Don's diary: A passover without peace

四月 26, 2002

Wednesday
In Israel for a week of research at Yad Vashem, Israel's Holocaust memorial museum and archive. I am met at a deserted Ben Gurion airport by the director of the library, Robert Rozett, with whom I shall stay in Jerusalem. It is a happy arrangement: I spend time with his delightful family and he gives me a lift each morning so I can avoid the nerve-wracking experience of getting on a bus - the suicide bombers' target of choice.

Thursday
An excellent first day in the library. But while Rob is driving us home he notices ambulances rushing past. He switches the car radio to the news channel: a bomb in central Jerusalem. By temperament and conviction Rob is a gentle and tolerant man. Yet the horror of the bombings is stretching all Israelis to the limit.

Sunday
Rob's family is preparing for Pesach (Passover). Anyway, these days they stay at home in the evenings, so I venture out to see friends. This is no simple matter: they agonise over the safest spot to meet and always pick me up. It is impossible to understand the paralysis of Israeli politics without grasping how far sympathy for the Palestinians has ebbed among those who always condemned the occupation, who fear Sharon as much as they loathe Arafat.

Wednesday
I collect my family from the airport, which is empty despite the impending holiday. We drive on eerily quiet roads to Haifa to celebrate the Seder (first night of Pesach ) with old friends from England who are veteran Jewish peace campaigners. Guests arrive wearing anxious faces. Someone's 18-year-old son who is doing army service is being sent to Ramallah. A boyfriend has been called to the reserves. But not a word is said about "hitting back", or echoing the government's rhetoric. Just a feeling of "here we go again", rendered more painful by memories of the period when years of campaigning for peace seemed to have paid off.
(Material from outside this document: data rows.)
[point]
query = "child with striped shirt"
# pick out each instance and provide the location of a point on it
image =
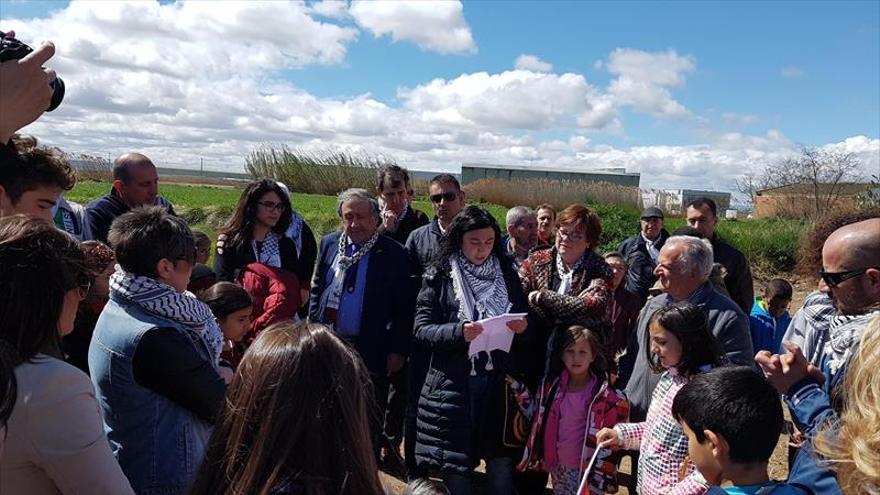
(680, 347)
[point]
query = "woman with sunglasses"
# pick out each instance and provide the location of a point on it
(567, 284)
(54, 440)
(252, 249)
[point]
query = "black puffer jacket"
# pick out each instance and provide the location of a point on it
(640, 276)
(450, 438)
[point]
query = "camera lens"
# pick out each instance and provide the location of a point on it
(57, 93)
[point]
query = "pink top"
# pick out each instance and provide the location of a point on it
(662, 444)
(573, 425)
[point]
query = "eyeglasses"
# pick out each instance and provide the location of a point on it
(269, 205)
(571, 235)
(833, 279)
(450, 196)
(83, 286)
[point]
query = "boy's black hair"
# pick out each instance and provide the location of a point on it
(778, 287)
(734, 402)
(701, 202)
(146, 235)
(688, 231)
(25, 166)
(689, 324)
(446, 179)
(393, 176)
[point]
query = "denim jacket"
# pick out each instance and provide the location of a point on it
(158, 443)
(812, 406)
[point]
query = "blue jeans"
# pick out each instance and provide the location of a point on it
(499, 479)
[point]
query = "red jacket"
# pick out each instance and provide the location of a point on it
(275, 292)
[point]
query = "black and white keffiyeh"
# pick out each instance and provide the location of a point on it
(161, 300)
(844, 333)
(565, 274)
(332, 295)
(267, 252)
(480, 290)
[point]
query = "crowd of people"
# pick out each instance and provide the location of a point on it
(302, 366)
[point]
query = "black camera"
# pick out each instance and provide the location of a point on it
(12, 49)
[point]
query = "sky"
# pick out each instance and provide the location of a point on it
(689, 94)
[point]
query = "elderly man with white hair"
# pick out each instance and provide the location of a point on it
(361, 289)
(683, 267)
(522, 234)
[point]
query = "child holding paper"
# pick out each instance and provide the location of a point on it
(461, 410)
(571, 408)
(681, 347)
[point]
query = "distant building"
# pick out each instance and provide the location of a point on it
(472, 172)
(674, 201)
(798, 200)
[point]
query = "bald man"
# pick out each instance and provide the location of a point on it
(135, 183)
(851, 272)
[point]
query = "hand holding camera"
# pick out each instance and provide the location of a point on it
(28, 89)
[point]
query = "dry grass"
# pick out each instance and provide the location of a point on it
(90, 167)
(532, 192)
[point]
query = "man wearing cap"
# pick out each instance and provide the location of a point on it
(642, 250)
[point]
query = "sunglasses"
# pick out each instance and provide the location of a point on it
(83, 285)
(833, 279)
(269, 205)
(450, 196)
Halfway through the meal we learn about the Netanya bombing. My parents lived there for years, so I know Netanya well. It is unbearable to think that an hour earlier men, women, and children had sat down, just like us, only to have their lives ripped apart by a suicide bomber.

The timing is stunning. Jews gathered at the Seder table are called upon to remember when the Hebrews were slaves in Egypt. But they are also reminded that "in each generation there are some who rise up against us to annihilate us". In Israel and around the world Jews could not fail to make the connection with the massacre in Netanya. The bomber's name had been given by Israeli intelligence to the Palestinian police who did nothing to apprehend him.

Friday
We journey to Kibbutz Kfar Hanassi, where my wife has relatives, and visit archaeological sites in northern Israel. Twice on these trips we stop at Arab-run restaurants. The places are deserted and their proprietors are probably grateful for the meagre business we bring. The Arab waiters, recognising us as Jews and knowing it is Pesach , offer us matzoh , the traditional unleavened bread, to eat. This act of mutual understanding and respect hints that the foundations for co-existence endure despite everything.

Monday
A bomb in Haifa. Our friends know someone who is killed, along with his two teenage children.

Meanwhile, the Israeli army storms one Palestinian city after another. Casualties mount and innocent Arabs are killed and maimed while Palestinian militia and gunmen engage in unequal combat with Israeli tanks.

No one I meet in Kfar Hanassi or in Haifa expresses any zeal for this "operation". The tragedy is that a majority on both sides knows that violence is literally a dead end, while the solution is blindingly obvious. Most Israelis want to end the occupation and repression of the Palestinian Arabs. But even the doves have lost any faith in Arafat or his administration as a responsible vehicle for the just aspirations of the Palestinians.

David Cesarani is professor of modern Jewish history at Southampton University and director of the AHRB Parkes Centre for the Study of Jewish/non-Jewish Relations.